The second part of the day consisted in walking back down to 3600 metres to the camp. This was easily done and we were there by 2pm. It might sound like a short day but it is calculated so that even people who need significantly more time can finish in daylight. The valley in which the camp was was surrounded by huge peaks which submits were lost in the clouds. The place was extremely scenic. Bird watchers also had the oportunity to see quite a few specimens, in particular bright green humming birds.

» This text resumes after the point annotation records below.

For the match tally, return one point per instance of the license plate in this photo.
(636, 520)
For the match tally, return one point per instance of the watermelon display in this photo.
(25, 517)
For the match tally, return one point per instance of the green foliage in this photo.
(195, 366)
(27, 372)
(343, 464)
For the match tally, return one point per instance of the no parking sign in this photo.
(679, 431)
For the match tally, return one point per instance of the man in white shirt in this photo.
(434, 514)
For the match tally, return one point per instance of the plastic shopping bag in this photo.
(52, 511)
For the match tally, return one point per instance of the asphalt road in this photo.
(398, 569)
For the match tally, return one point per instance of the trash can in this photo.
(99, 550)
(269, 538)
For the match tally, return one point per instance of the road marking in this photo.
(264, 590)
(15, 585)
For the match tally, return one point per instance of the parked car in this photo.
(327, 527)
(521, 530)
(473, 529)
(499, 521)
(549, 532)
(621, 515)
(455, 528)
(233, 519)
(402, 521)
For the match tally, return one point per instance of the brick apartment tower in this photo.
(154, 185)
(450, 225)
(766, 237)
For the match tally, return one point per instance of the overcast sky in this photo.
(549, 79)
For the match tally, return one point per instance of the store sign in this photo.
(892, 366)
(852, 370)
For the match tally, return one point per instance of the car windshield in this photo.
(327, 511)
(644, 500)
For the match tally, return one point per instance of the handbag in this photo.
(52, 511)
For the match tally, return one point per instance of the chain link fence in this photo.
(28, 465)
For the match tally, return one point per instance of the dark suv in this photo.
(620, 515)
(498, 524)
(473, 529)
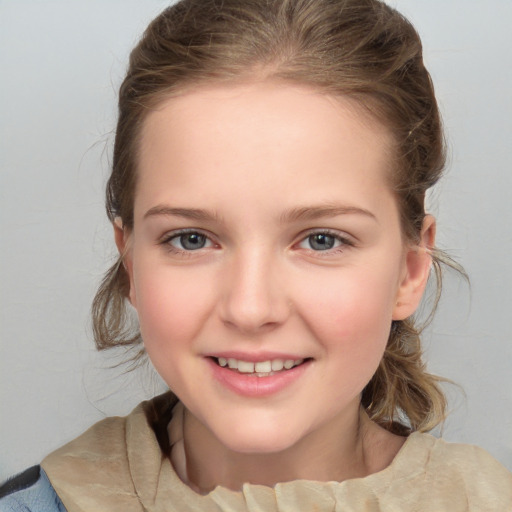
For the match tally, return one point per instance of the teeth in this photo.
(262, 368)
(277, 365)
(245, 367)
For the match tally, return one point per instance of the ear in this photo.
(123, 242)
(416, 270)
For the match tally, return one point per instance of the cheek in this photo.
(170, 306)
(351, 317)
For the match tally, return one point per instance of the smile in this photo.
(261, 368)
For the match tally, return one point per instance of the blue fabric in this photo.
(27, 494)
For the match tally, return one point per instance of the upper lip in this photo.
(257, 357)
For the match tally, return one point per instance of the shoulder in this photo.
(107, 465)
(462, 473)
(30, 491)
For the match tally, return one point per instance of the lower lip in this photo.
(254, 386)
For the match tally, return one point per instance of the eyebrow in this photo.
(303, 213)
(187, 213)
(317, 212)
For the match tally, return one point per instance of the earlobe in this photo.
(417, 264)
(122, 238)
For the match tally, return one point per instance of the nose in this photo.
(254, 296)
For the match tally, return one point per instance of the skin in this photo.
(268, 165)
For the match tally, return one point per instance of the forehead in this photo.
(261, 138)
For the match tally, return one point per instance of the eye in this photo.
(187, 241)
(323, 241)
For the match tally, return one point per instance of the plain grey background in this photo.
(61, 62)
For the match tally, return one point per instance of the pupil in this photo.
(192, 241)
(321, 242)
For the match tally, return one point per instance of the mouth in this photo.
(260, 368)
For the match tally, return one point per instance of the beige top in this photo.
(119, 465)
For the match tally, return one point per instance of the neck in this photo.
(335, 452)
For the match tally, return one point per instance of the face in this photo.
(266, 260)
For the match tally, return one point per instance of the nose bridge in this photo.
(254, 296)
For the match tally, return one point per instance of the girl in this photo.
(267, 197)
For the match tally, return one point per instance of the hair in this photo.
(358, 49)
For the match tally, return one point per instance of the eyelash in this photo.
(176, 235)
(343, 242)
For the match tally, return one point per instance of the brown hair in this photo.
(361, 49)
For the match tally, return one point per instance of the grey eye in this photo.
(321, 241)
(190, 241)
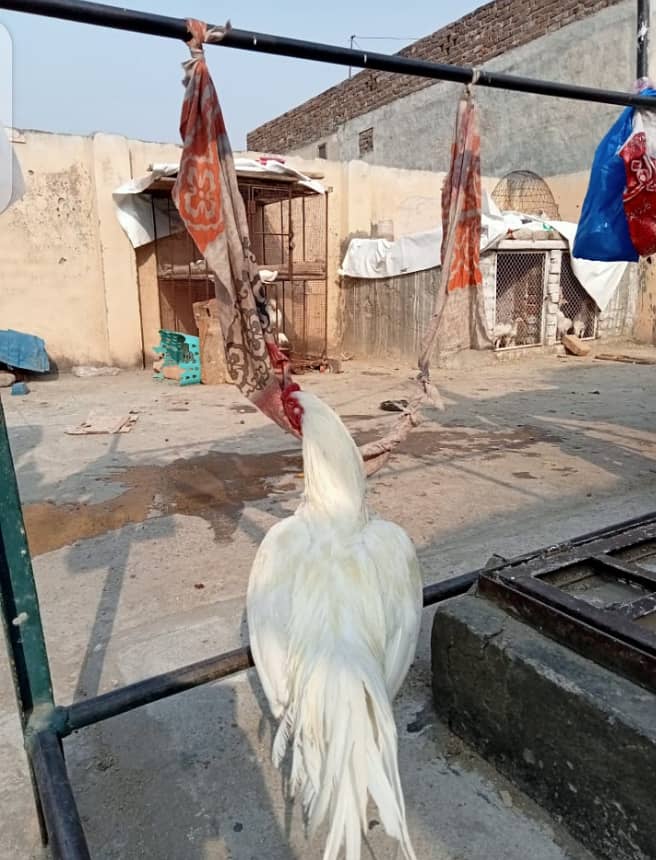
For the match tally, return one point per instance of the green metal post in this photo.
(18, 598)
(19, 607)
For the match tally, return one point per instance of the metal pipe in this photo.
(141, 693)
(99, 708)
(117, 18)
(65, 834)
(642, 59)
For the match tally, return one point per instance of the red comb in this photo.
(293, 409)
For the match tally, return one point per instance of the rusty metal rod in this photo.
(98, 708)
(65, 834)
(117, 18)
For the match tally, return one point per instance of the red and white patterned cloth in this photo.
(210, 204)
(640, 193)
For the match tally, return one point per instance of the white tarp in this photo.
(12, 185)
(135, 210)
(381, 258)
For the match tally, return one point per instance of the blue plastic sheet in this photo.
(23, 351)
(603, 231)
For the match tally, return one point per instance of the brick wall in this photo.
(488, 32)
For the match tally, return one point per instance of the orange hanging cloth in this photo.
(210, 204)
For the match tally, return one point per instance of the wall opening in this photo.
(366, 141)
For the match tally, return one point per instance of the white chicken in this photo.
(277, 322)
(334, 609)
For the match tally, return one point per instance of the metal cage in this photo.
(44, 723)
(288, 227)
(520, 289)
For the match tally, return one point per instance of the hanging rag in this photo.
(639, 198)
(458, 320)
(209, 202)
(207, 196)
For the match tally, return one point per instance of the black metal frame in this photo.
(45, 724)
(609, 635)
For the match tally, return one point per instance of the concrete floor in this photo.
(143, 544)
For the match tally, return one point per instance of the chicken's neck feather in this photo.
(335, 483)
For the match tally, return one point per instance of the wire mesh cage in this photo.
(183, 276)
(525, 191)
(520, 285)
(578, 307)
(288, 228)
(289, 235)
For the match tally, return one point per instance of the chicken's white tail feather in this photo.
(343, 737)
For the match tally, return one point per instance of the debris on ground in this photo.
(506, 798)
(394, 405)
(97, 423)
(84, 370)
(575, 346)
(628, 359)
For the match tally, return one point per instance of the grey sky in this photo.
(75, 78)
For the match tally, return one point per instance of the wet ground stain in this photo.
(242, 408)
(215, 486)
(437, 443)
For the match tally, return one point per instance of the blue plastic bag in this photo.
(603, 231)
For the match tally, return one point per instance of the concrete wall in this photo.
(493, 30)
(518, 131)
(69, 274)
(67, 270)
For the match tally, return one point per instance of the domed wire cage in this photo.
(526, 192)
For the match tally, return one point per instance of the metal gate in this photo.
(520, 291)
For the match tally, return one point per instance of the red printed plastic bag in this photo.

Day 3, from one Inca site to another
The third day started with a hard climb to the second pass pf the trek at 3900 metres, with a break midway at a small Inca site. It then went from one Inca site to another. Those fortresses and temples hanging from the slopes of moutains are a marvel of civil engineering. Although the morning was beautifully sunny, the afternoon was spent in a thick mist that made the whole scene very atmospheric, especially because at that point, the trail started going through denser and denser forest that eventually becomes full blown tropical rain forest after Machu Picchu. Seeing an Inca fortress coming out of the mist in the forest on the slope of a mountain around 3000 metres above sea level is an impressive sight. We finished at the last camp at 2600 metres after a very long knee wrecking climb down.
Day 4, the lost city
The last day was very short but started very early. We were up at 4am to be on the trail at 5:30. One hour and a number of very steep Inca steps later, we were at the Sun Gate of Machu Picchu. The gate overlooks the citadel from the last mountain pass on the trek. It had been raining all night and the mist was very thick so when we got there all we could see was a sea of white. But the weather decided to tempt us and the mist parted to reveal the lost city below. It only lasted a few seconds and it all became white again. We walked down the remainder of the trek to arrive just above Machu Picchu shortly after 7am, as the city was still in the mist. Then in a magic 30 minutes, the white curtain slowly parted to be replaced by glorious sunshine and we could enjoy the most amazing Inca city visible today.
It was hard, my legs will be painful for days but it was worth every second. This trek is simply amazing. I will post the photographs that will hopefully say in pictures everything I didn't say in words when I am back.